Computational Linear Algebra

[+] thearn4|8 years ago|reply

Looks like a reasonable overview of applications of dense linear algebra operations, with very specific applications in mind.

I feel like iterative Krylov subspace methods should be around somewhere, but to be honest I'm not sure what the applications space for linear inverse problems looks like in the deep learning domain. So maybe that wouldn't quite fit (despite me finding it to be pretty cool, and these methods sort of eating the lunch of most other inverse methods).

I'd round out the course maybe with a read through of Trefethen-Bau, “Numerical Linear Algebra” for those new to the topic area.
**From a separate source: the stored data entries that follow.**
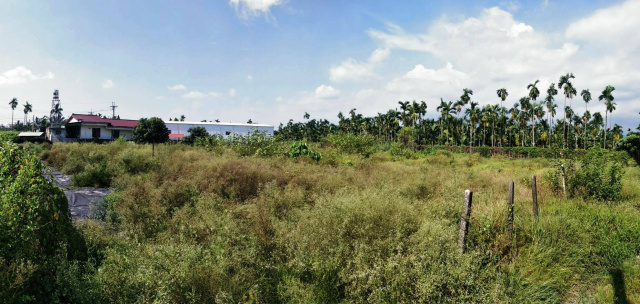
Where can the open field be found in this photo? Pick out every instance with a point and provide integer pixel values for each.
(193, 225)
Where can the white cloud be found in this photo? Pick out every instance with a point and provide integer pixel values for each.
(21, 75)
(177, 87)
(107, 84)
(617, 24)
(419, 78)
(352, 70)
(326, 92)
(194, 95)
(511, 6)
(252, 8)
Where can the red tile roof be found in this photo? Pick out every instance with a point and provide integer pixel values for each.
(125, 123)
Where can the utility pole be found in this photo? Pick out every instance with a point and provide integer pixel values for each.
(113, 109)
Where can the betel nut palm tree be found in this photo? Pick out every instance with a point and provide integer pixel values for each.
(586, 96)
(13, 103)
(27, 109)
(608, 98)
(533, 95)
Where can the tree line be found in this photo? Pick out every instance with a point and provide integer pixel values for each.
(532, 121)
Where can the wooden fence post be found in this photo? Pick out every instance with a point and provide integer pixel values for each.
(510, 211)
(534, 195)
(464, 220)
(564, 183)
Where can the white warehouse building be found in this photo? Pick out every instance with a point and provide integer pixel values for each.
(179, 129)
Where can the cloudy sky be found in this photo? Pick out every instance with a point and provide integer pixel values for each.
(272, 60)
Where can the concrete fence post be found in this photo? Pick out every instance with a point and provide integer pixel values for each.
(534, 195)
(464, 220)
(510, 211)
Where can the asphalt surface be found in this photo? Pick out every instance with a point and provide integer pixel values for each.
(82, 201)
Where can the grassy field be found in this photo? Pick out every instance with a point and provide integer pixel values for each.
(198, 226)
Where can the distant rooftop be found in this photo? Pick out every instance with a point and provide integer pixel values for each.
(216, 123)
(126, 123)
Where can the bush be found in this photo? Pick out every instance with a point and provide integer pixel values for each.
(298, 149)
(36, 232)
(355, 144)
(597, 175)
(10, 136)
(631, 145)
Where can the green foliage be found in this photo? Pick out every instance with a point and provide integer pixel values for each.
(250, 144)
(36, 233)
(631, 145)
(362, 144)
(484, 151)
(298, 149)
(191, 226)
(152, 131)
(597, 175)
(10, 136)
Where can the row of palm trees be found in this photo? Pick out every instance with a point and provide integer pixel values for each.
(528, 122)
(37, 122)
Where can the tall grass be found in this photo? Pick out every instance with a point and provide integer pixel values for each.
(194, 226)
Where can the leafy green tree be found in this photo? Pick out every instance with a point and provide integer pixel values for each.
(35, 228)
(28, 108)
(152, 130)
(13, 103)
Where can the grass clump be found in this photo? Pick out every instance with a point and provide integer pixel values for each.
(215, 224)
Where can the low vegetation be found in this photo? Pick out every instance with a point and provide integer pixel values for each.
(242, 220)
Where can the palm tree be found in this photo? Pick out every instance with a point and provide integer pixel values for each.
(565, 82)
(27, 109)
(586, 96)
(13, 103)
(551, 107)
(473, 112)
(533, 95)
(586, 117)
(502, 94)
(608, 98)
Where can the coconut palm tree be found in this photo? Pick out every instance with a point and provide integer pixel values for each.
(13, 103)
(608, 98)
(27, 109)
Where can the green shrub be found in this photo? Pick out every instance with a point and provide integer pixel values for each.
(10, 136)
(355, 144)
(36, 231)
(597, 175)
(298, 149)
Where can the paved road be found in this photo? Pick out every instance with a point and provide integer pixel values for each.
(80, 200)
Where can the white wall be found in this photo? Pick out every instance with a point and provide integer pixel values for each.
(221, 129)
[+] jph00|8 years ago|reply

Krylov subspace methods are heavily covered in the course. Trevathan is the main text we recommend in the course.
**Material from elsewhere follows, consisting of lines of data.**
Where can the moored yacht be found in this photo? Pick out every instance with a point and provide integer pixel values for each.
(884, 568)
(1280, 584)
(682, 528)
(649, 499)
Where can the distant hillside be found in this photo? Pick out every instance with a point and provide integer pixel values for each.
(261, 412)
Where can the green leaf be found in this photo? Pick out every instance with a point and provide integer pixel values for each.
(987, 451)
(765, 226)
[+] chris_st|8 years ago|reply

So, what applications are iterative Krylov subspace methods good for? Can you give us a sense of where they're useful, and what (in general) inverse methods in this space are?

[+] jjtheblunt|8 years ago|reply

That book is superlative! We taught from it at Urbana-Champaign even 20 years ago in grad school..it's still fantastic.

[+] rabreu08|8 years ago|reply

Looks like a good course. I think it would benefit if they added some module on implementing some basic Linear system of equations solvers, like gradient or steepest descent. Or even GMRES/MINRES or so.. The amout of knowledge that i gained from trying to implement these was remarkable.

[+] jph00|8 years ago|reply

Gradient descent is covered. We even show a pytorch implementation :)

[+] thearn4|8 years ago|reply

GMRES/Krylov spaces seem like they ought to have more of a place in deep learning. But maybe thats the mathematical part of me having a hammer and wanting to see everything as a nail.

One possibility that I haven't seen: if you have a neural network graph with a small subgraph that is not 100% explicit (i.e. I have nodes with cyclic dependency that have to be solved collectively via newton-type method), the gradient across this subgraph can be solved at the converged state by solving a standard matrix-vector linear inverse problem applied to the gradients, without needed the AD engine to follow every operation through the iterates of the non-linear newton solver.

For sparsity and conditioning reasons, in my current work we do something like this for graph-based specification of engineering systems using GMRES to find the gradients across these subsystems. We're not doing deep learning, but the underlying machinery is basically the same.

[+] fdej|8 years ago|reply

> Locality: traditional runtime computations focus on Big O, the number of operations computed. However, for modern computing, moving data around in memory can be very time-consuming

I need to nitpick here... Big O notation is a way to describe growth rates of functions. You can count data movements (or anything else) with Big O.

[+] vog|8 years ago|reply

Moreover, "moving data around in memory can be very time-consuming" means that in the end, it is still about time, not about memory.

So the correct way would be to translate memory access to time, but that means modelling the memory hierarchy, modelling caches in general, and finally perhaps modelling the specifically used caching strategies.

[+] halflings|8 years ago|reply

Candid question: isn't the growth rate of functions the derivative of the Big O complexity instead? O(1) does not mean that the growth rate is constant. It means that the number of operations is constant, and its derivative being zero, that means the growth is nil.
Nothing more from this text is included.